The Five Most High Profile Black Feminist Leaders
The Furious Feminist Five
“Flo” Kennedy (1916-2000)
The second black woman admitted to Columbia University Law School (though she was initially discouraged because of her gender) Flo Kennedy would go on to become one of its most high profile graduates. After working as an attorney representing the estates of Billie Holliday and Charlie Parker, Kennedy earned notoriety (and infamy in conservative circles) for her outspoken advocacy on behalf of the feminist movement, often at the side of her close friend Gloria Steinem. Kennedy’s famous retort when asked by journalists or critics if she and Steinem were a lesbian couple was, “Depends. Are you the alternative?”
Shirley Chisolm (1925-2005)
The first black woman elected to Congress in 1968, and the first female Democratic presidential candidate in 1972, Chisolm famously hired an all female Congressional staff. She states that she had personally faced more discrimination for being a woman than for being black.
Dorothy Pittman Hughes (1939-the present)

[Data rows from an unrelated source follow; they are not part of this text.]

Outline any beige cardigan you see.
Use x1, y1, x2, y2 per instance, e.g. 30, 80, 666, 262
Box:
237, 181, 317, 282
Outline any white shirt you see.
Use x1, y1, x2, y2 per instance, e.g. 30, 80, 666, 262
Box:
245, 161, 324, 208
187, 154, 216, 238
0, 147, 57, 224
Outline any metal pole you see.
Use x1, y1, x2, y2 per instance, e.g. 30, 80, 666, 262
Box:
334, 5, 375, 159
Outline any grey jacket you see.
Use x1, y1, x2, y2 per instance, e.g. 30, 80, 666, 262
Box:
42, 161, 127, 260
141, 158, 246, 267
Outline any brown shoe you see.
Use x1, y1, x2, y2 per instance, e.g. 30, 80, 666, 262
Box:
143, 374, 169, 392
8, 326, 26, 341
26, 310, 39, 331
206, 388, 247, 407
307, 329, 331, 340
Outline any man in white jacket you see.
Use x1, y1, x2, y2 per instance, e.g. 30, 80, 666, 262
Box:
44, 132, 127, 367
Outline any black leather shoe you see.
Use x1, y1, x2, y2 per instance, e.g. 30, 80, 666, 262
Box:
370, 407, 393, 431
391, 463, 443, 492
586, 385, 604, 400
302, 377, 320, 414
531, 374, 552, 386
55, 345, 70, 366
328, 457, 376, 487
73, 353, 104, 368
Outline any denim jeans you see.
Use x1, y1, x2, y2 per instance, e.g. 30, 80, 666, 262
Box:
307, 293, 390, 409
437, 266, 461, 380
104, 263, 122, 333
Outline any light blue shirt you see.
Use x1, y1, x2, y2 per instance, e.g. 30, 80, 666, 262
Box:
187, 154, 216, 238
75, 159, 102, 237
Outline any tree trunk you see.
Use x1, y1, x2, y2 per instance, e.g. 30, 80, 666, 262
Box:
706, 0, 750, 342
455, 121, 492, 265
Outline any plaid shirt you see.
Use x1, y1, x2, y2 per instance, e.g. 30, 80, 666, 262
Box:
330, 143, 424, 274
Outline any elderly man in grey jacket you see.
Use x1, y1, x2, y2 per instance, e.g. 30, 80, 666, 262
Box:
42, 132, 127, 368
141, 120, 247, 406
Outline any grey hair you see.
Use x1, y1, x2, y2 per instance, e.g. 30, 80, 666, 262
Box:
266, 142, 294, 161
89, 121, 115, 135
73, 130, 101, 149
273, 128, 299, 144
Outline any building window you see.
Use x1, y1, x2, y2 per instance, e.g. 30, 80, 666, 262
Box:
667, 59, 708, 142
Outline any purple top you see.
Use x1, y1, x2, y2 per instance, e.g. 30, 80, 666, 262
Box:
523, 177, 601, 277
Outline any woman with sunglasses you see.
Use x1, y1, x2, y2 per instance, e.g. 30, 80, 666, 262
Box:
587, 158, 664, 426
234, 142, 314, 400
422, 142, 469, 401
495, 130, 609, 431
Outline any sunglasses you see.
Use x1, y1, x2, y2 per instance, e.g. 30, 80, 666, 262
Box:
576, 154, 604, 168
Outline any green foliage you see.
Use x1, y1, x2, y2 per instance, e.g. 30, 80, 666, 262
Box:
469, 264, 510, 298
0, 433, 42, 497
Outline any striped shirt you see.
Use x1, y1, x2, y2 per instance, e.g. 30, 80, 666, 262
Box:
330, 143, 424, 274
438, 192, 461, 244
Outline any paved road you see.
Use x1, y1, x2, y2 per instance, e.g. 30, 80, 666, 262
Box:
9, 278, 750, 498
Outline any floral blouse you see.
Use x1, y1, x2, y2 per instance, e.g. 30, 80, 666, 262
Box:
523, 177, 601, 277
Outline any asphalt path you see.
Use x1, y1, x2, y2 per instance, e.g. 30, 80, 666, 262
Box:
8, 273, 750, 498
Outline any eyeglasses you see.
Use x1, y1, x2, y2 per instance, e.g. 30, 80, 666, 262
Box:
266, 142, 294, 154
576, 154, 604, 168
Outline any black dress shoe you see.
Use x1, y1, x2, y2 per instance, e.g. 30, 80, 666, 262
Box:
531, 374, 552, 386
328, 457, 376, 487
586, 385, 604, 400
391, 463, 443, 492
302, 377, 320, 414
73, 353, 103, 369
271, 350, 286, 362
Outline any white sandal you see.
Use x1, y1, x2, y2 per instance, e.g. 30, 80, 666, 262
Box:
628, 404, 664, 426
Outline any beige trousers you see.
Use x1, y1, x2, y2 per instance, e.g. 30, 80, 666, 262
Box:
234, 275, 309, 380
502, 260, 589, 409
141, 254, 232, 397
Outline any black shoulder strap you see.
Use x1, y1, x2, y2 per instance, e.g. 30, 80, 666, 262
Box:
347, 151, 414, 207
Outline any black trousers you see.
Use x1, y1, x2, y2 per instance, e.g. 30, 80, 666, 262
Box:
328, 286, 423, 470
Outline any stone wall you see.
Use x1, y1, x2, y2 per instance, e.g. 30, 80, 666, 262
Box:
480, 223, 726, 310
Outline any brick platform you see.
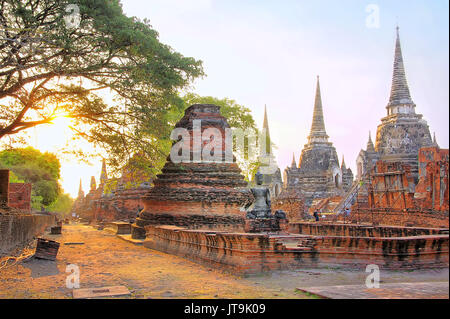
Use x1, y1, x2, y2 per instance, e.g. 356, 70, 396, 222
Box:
144, 222, 449, 274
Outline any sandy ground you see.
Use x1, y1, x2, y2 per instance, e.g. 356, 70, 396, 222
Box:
0, 225, 449, 299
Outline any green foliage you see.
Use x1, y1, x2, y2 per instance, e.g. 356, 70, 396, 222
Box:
0, 147, 61, 209
0, 0, 204, 178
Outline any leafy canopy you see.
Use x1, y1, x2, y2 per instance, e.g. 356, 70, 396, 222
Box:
0, 0, 204, 175
0, 147, 61, 209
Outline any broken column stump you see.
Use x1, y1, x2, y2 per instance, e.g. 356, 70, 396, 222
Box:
34, 238, 59, 261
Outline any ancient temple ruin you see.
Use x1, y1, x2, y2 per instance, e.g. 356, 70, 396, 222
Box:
284, 77, 353, 206
357, 27, 433, 181
335, 27, 448, 227
253, 106, 283, 199
133, 104, 252, 238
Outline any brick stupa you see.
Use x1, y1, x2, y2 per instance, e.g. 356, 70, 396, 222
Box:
132, 104, 253, 238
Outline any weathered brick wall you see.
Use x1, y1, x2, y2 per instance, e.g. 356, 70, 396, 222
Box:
8, 183, 31, 212
369, 161, 415, 209
144, 226, 448, 274
348, 147, 449, 227
0, 214, 55, 253
288, 222, 444, 237
346, 209, 449, 228
272, 198, 305, 220
414, 147, 449, 212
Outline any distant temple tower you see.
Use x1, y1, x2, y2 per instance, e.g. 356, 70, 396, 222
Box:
91, 176, 97, 191
284, 77, 353, 206
253, 105, 283, 198
356, 131, 380, 180
375, 27, 433, 178
77, 178, 84, 198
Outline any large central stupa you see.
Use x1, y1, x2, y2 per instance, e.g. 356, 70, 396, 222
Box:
133, 104, 253, 238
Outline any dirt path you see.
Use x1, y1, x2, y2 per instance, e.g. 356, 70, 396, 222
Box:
0, 225, 316, 298
0, 225, 449, 299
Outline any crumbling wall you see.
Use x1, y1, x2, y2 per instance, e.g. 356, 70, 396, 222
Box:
8, 183, 31, 212
143, 226, 449, 274
414, 147, 449, 212
0, 214, 55, 254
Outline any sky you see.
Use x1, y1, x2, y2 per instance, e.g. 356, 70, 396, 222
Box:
29, 0, 449, 196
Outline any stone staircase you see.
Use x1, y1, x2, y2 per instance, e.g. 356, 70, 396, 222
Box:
333, 174, 370, 214
277, 236, 316, 251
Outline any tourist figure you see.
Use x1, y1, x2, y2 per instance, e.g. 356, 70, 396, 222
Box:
246, 171, 271, 219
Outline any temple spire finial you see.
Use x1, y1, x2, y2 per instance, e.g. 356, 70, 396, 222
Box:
387, 25, 415, 115
260, 104, 272, 155
100, 159, 108, 185
341, 154, 347, 170
366, 131, 375, 152
291, 152, 297, 168
91, 176, 97, 190
308, 76, 328, 143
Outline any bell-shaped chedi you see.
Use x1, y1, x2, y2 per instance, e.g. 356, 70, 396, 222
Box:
133, 104, 253, 238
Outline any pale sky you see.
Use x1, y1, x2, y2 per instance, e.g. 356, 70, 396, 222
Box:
30, 0, 449, 196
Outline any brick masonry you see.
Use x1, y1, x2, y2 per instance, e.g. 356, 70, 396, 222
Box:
0, 214, 55, 253
8, 183, 32, 212
144, 222, 449, 274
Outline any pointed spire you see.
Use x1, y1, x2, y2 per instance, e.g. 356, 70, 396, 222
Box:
291, 153, 297, 168
100, 159, 108, 185
91, 176, 97, 191
308, 76, 328, 143
387, 26, 414, 115
260, 104, 272, 155
366, 131, 375, 152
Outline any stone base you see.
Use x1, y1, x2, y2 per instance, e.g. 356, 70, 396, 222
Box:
106, 222, 131, 235
131, 224, 146, 239
143, 226, 448, 275
244, 217, 288, 233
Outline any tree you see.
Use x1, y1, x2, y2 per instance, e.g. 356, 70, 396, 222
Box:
178, 93, 259, 181
0, 0, 203, 174
48, 194, 74, 217
0, 147, 61, 209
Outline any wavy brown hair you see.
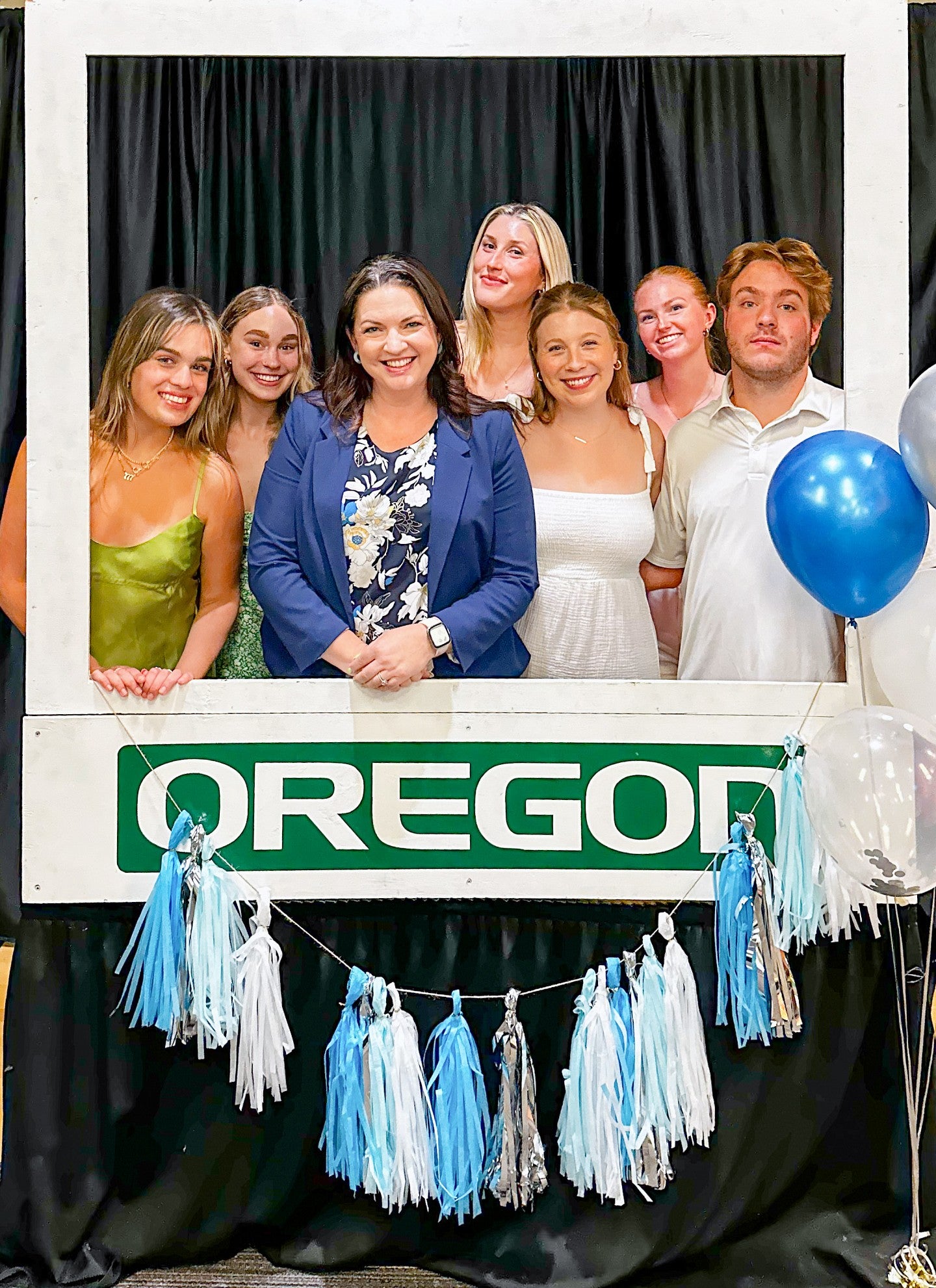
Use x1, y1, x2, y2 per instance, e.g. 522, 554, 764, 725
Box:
461, 201, 571, 379
528, 282, 634, 425
322, 255, 493, 435
714, 237, 832, 354
92, 286, 227, 456
218, 286, 315, 446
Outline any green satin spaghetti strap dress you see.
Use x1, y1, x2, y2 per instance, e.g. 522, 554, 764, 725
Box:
90, 457, 207, 670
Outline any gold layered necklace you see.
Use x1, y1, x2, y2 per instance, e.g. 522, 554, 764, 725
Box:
114, 429, 175, 483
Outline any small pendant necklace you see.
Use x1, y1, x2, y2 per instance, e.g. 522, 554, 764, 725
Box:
566, 425, 614, 447
114, 429, 175, 483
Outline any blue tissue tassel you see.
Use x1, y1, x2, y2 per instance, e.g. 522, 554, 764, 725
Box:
559, 966, 626, 1205
605, 957, 637, 1179
656, 912, 714, 1149
484, 988, 549, 1209
426, 989, 491, 1225
774, 734, 827, 952
117, 810, 192, 1033
714, 814, 802, 1047
363, 975, 395, 1208
318, 966, 369, 1190
625, 935, 673, 1190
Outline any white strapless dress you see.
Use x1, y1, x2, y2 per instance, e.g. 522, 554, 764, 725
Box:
516, 408, 659, 680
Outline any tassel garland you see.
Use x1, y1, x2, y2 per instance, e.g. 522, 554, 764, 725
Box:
231, 886, 295, 1113
484, 988, 549, 1209
656, 912, 714, 1149
426, 989, 491, 1225
318, 966, 370, 1191
625, 935, 673, 1190
183, 837, 248, 1060
559, 966, 625, 1207
117, 810, 192, 1035
387, 984, 435, 1211
714, 823, 770, 1047
605, 957, 637, 1180
716, 814, 802, 1047
774, 734, 826, 952
363, 975, 394, 1208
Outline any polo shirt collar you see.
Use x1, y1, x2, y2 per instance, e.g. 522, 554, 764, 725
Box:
712, 367, 832, 430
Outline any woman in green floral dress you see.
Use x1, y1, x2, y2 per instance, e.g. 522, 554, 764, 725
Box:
215, 286, 314, 680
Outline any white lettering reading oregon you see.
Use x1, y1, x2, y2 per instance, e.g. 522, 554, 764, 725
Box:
136, 758, 779, 854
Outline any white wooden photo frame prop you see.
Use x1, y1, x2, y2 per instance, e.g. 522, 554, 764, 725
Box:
23, 0, 909, 904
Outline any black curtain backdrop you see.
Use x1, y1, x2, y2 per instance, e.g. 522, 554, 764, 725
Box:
89, 58, 842, 385
0, 22, 936, 1288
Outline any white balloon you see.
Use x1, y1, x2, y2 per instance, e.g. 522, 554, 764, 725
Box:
861, 568, 936, 724
803, 707, 936, 897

A grassroots organizer specializing in childcare options for low-income women and other initiatives to benefit low-income families, Hughes was drafted by Steinem to travel with her on her speaking tour to help diversify the face and class status of the feminist movement. (Steinem would note years later that she felt that the media had unfairly labeled feminism as a “white middle class movement.”)
Faye Wattleton (1943-the present)
Wattleton was the first African-American President of reproductive rights group Planned Parenthood. Inducted into the National Women’s Hall of Fame in 1993 she is currently President of the Center for the Advancement of Women.